I loved this book, but I do have to get my one problem I had with it out of the way. Wanderlust, in all that it manages to cover, does not even mention Japanese haibun, a literary form that merges short prose and haiku. Many of these writings came out of long walking tours and travel accounts. Not mentioning Basho's Narrow Road to the Interior seems a crime to me.
That omission aside, I can still say that this is a terrific book, surprising even to me as a walker. From the English walking gardens to Las Vegas' disappearing public space, Solnit manages to weave history, literature, politics with her personal experiences concerning her subject.

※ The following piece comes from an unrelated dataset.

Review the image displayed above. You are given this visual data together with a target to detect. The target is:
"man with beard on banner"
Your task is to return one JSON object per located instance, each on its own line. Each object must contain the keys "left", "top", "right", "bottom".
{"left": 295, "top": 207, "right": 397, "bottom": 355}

Rebecca Solnit shows that walking was more than a mode of transportation "back then," but part of the method of meditation and rumination for many philosophers, writers, and artists; a form of protest; and the way one most intensely experiences the world. She also looks at the politics of walking and argues persuasively that walking has been denigrated for many years, and that much rests on the fight, not only for public space. Near the end of the book, she writes, "The fight for free space -- for wilderness and for public space-- must be accompanied by a fight for free time to spend wandering that space."
But Wanderlust is not a manifesto. It is filled with fascinating stories about the people and places where this history continues to live and be written. And even for me, one who has found great value in the simple walk, Solnit's book has inspired me to make walking not just exercise, but an integral part of life.